After 1614 Jonson's powers declined in vigour. The Devil is an Ass, which was produced in 1616, already shows some signs of failing inspiration. It is based upon the old Italian fable of Belphegor, and tends to prove that human craft and folly can teach the imps of darkness something in their own line. The special foible here selected is that mania for speculation which in another century possessed France and England at the time of the South Sea Bubble. Dryden called the last comedies of Ben Jonson his "dotages ;" and this name must be given to The Staple of News (1625), The New Inn (1629), The Magnetic Lady (1632), and The Tale of a Tub (1633). To bestow criticism upon each of these pieces, in the narrow room allowed me, would be superfluous. Yet some passing observations may be made. In The Staple of News Jonson combined an Aristophanic allegory, borrowed from the Plutus, with satire upon the town's avidity for printed gossip. A trifle more of inspiration might have made this play symbolic for the future. In certain daily papers of the present day, we have our Staple of News, pretending deep and moral doctrine, but really pandering o morbid curiosity. The Magnetic Lady is only noteworthy, because in this comedy Jonson closed his cycle of the humours. He made his bow of



exit to the public he had so long served. Tale of a Tub attempts in vain to recapture the rollicking enthusiasm of Bartholomew Fair. It is meant to be a screaming farce. But it fails, and falls flat. And now, for antiquarians, it is chiefly interesting, because the author strove to vent an old grudge against Inigo Jones in some of its interpolated scenes. The quarrels of artists are so despicable that I do not care to dwell upon this warfare between the author of Volpone and the builder of Whitehall. Both were to blame, in the course of a long companionship of art together. Jones dealt Jonson cruel blows, when he thought the old lion was asleep upon his death-bed. Jonson roused himself to fury, parrying his foeman's thrust. But for us, the squabble is ignoble. We can pass it by. Of Jones remains the fragment of Whitehall; of Jonson the immortal row of five comedies and one good tragedy. The New Inn deserves a separate commentary. Jonson wrote it when his health had failed, and his particular vein of fancy was exhausted. He strove to give the public something in the kind they cared for. It was meant to be a romantic comedy; and the plot was so superfluously imaginative as to exceed the romantic measure. The habits of a lifetime were not, however, easily cast off. Taking his improbable, deliriously accidental plot to work upon, he delved deep lines for all the characters, introduced horse-play of out-worn humours, and upon this slender basis raised a superstructure of solid poetry. It is not difficult to excavate that vein

of poetry from the unsuccessful play; and those who have taken the pains to do so, will perceive that, even to the last, the fire of genius burned in Jonson's brain. Yet the comedy was justly damned, on account of its absurd fable, frigid jokes, and ponderous declamatory passages. Indignation at this reception of his play called forth that haughty 66 Ode to Himself" which will be read among his lyrics.
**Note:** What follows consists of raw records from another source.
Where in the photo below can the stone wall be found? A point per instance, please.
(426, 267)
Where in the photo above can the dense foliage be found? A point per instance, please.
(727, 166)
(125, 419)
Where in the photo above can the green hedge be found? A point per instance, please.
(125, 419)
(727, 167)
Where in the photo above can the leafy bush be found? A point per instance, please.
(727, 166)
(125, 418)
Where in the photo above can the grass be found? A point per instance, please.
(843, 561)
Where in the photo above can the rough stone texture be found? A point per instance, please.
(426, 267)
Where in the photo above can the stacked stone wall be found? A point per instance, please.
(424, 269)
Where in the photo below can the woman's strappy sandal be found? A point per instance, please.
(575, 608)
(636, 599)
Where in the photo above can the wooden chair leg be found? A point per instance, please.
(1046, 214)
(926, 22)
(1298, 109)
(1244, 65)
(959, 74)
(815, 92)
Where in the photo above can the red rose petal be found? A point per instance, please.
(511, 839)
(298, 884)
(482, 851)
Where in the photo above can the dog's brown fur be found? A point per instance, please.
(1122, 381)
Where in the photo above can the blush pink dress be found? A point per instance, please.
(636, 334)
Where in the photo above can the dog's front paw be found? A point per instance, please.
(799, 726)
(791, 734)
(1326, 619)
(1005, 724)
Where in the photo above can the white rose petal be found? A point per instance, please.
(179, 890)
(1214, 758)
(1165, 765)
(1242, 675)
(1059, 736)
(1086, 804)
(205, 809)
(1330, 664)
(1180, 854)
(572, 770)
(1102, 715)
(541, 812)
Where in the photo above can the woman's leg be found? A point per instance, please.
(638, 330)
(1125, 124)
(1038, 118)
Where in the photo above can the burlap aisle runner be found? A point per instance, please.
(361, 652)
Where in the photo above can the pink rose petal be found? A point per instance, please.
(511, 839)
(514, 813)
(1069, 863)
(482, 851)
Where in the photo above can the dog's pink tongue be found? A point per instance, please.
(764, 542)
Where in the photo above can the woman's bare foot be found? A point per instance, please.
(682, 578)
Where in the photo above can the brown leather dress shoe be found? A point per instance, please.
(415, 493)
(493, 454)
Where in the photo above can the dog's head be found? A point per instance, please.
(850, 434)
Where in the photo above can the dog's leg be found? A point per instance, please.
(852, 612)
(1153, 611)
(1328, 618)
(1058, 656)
Returning to the facts of Jonson's biography, it is worth notice that in 1618 he took a walking journey into Scotland, where he spent several weeks. Part of this time was passed at Hawthornden, with the poet William Drummond, to whose notes of the conversations they held on this occasion we owe one of our best sources of information regarding his life and opinions. In England he visited his noble friends and patrons in the country during part of every summer. But it was in the purlieus of Cheapside and Fleet Street that his burly figure might most frequently be seen, rolling from the Mermaid to the Dog, or Sun, or Triple Tun. Like his great namesake, Samuel Johnson, he felt himself nowhere so much at home as on the pavement of London, or in the sanded parlours of its taverns. Not that we have any right to think of Jonson as a sot or toper. It is true that he indulged too much in drink. The Laureate's famous butt of sherry dates from Ben's known partiality for sack. Many of the tales he told against himself to Drummond owe their point to a certain weakness for the bottle in his nature.